全米プロフットボールリーグ(NFL)に所属していたプロ選手のうち、「正規」の選手と、臨時に採用され競技期間が短かった「代替」選手を比較した結果、引退後の死亡リスクには差がないことが、米国・ペンシルベニア大学のAtheendar S. Venkataramani氏らの検討で示された。研究の成果は、JAMA誌オンライン版2018年2月1日号に掲載された。アメリカンフットボールのプロ選手の寿命に関するこれまでの研究では、一般集団に比べ死亡率が低いことが示されているが、職業的な運動選手と一般集団では生理学的特性などが大きく異なるため、選択バイアスの影響を受けている可能性が示唆されていた。
正規選手と代替選手の死亡リスクを後ろ向きに比較
研究グループは、アメリカンフットボールのプロ選手の引退後の死亡リスクをレトロスペクティブに評価するコホート研究を行った。
1982~92年にNFLにデビューした、すでに現役を引退している元選手3,812例を対象とした。このうち2,933例が正規の選手で、残りの879例は1987年のNFL選手会によるストライキ中に臨時に採用された代替選手であった。
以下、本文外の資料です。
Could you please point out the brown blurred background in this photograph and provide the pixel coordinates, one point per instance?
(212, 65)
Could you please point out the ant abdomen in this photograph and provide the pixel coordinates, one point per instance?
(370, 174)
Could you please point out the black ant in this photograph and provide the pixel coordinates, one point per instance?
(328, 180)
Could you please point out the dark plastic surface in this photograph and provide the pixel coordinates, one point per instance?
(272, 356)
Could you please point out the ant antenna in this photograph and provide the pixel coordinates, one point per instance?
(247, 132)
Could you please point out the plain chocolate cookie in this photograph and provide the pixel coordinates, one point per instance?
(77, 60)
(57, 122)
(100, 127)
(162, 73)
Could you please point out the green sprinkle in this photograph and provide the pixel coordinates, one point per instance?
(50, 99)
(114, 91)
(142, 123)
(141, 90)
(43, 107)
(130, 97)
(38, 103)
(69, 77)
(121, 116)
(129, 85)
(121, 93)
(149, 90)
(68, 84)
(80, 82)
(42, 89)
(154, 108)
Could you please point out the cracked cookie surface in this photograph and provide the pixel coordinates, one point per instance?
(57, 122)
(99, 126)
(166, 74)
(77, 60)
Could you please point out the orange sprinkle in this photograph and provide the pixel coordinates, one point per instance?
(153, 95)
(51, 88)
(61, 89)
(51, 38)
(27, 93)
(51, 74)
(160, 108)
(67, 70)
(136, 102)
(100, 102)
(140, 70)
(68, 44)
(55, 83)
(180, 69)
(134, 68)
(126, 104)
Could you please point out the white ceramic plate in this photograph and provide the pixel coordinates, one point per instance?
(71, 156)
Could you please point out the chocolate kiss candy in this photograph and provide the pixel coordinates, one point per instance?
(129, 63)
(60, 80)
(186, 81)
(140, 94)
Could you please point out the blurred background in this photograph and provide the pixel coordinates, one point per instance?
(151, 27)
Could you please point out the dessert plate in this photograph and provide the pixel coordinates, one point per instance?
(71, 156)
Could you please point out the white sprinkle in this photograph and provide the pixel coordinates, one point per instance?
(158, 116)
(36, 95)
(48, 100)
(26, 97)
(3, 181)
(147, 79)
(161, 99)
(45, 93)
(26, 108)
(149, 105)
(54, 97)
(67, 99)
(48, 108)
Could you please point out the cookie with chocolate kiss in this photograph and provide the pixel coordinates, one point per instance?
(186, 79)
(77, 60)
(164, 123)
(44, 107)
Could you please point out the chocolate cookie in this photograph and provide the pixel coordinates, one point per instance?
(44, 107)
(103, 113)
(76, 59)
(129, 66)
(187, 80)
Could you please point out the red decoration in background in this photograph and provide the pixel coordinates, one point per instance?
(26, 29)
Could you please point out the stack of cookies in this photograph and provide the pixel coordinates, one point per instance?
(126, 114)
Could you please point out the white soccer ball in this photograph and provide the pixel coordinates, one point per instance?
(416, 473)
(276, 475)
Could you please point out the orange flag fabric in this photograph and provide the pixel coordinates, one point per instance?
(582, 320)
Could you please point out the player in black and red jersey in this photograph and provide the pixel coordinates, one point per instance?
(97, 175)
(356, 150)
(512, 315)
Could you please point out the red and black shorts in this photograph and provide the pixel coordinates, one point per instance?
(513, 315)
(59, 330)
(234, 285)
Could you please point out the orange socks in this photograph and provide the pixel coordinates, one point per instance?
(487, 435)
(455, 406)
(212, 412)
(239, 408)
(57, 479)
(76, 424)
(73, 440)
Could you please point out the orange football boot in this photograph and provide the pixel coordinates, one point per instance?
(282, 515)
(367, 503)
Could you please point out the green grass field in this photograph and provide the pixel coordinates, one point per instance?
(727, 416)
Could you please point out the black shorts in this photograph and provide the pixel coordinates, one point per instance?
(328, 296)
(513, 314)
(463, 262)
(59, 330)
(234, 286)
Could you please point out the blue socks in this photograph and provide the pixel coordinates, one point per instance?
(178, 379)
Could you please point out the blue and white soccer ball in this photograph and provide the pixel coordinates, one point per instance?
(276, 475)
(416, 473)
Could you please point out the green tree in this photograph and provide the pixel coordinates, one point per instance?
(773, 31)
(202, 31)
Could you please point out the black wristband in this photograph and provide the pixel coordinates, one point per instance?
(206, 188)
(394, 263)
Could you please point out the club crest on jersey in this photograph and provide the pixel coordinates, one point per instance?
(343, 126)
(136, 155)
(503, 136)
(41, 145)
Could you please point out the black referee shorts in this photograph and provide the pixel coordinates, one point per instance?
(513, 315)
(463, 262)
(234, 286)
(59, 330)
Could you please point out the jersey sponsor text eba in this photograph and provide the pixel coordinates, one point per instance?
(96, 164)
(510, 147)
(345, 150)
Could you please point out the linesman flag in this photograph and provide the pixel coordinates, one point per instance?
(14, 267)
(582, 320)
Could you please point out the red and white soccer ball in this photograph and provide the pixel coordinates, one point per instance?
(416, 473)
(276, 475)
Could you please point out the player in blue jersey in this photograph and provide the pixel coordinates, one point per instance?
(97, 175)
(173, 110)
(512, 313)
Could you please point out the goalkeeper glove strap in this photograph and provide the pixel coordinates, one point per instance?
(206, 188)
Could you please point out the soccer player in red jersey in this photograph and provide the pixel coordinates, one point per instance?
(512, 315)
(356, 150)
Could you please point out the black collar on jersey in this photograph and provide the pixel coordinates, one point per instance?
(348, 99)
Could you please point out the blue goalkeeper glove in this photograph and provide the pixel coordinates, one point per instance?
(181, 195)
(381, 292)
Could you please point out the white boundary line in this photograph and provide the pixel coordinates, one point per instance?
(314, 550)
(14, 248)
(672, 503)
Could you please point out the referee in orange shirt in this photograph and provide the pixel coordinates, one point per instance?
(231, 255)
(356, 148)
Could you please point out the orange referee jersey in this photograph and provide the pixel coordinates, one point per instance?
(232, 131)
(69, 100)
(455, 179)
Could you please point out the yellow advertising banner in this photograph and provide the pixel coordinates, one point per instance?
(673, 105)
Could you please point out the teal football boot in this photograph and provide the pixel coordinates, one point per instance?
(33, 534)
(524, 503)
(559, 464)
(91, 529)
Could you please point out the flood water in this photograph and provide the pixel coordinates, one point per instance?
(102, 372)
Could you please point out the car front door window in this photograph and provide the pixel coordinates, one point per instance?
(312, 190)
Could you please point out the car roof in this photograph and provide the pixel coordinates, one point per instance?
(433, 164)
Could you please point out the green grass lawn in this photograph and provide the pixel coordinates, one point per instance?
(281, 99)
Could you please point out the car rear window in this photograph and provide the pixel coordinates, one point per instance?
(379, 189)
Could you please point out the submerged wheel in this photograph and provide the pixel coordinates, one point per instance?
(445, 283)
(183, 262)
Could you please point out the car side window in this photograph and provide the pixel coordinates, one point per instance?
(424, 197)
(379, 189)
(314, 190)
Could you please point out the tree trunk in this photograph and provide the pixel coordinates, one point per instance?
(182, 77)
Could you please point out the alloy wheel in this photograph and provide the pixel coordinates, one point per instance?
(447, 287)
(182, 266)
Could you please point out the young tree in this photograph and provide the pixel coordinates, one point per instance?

主要アウトカムは、2016年12月31日の時点での全死因死亡とした。Cox比例ハザードモデルを用い、出生年、BMI、身長、競技ポジションで補正して、22歳から死亡(または試験終了)までの年数を正規選手と代替選手で比較した。死亡日や死因の情報は、米国のNational Death Index(NDI)およびウェブベースの情報源で確認した。
より長期のフォローアップで、有益な情報の可能性
正規選手(2,933例)のNFLデビュー時の平均年齢は23.2歳(SD 1.2)、引退時年齢は27.6歳(3.9)、試験終了時年齢は52.7歳(3.2)であり、代替選手(879例)はそれぞれ24.2歳(1.8)、24.9歳(2.2)、54.2歳(1.9)であった。また、正規選手のNFL在籍期間中央値は5シーズン(IQR:2~8)、フォローアップ期間中央値は30年(27~33)であり、代替選手はそれぞれ1シーズン(1~1)、31年(30~33)だった。
フォローアップ期間終了時に、正規選手の144例(4.9%)、代替選手の37例(4.2%)が死亡していた(補正絶対リスク差:1.0%、95%信頼区間[CI]:-0.7~2.7、p=0.25)。正規選手の、代替選手との比較における死亡の補正HRは1.38(95%CI:0.95~1.99、p=0.09)と、統計学的に有意な差を認めなかった。
正規選手で頻度が高かった死因は、心血管代謝疾患(51例、35.4%)、交通事故外傷(20例、13.9%)、予期せぬ外傷(15例、10.4%)、新生物(15例、10.4%)であった。また、代替選手の主な死因は、心血管代謝疾患(19例、51.4%)、自傷行為または対人暴力(5例、13.5%)、新生物(4例、10.8%)だった。
著者は、「イベント数が少ないことから、より長期のフォローアップを行うことで、有益な情報が得られる可能性がある」としている。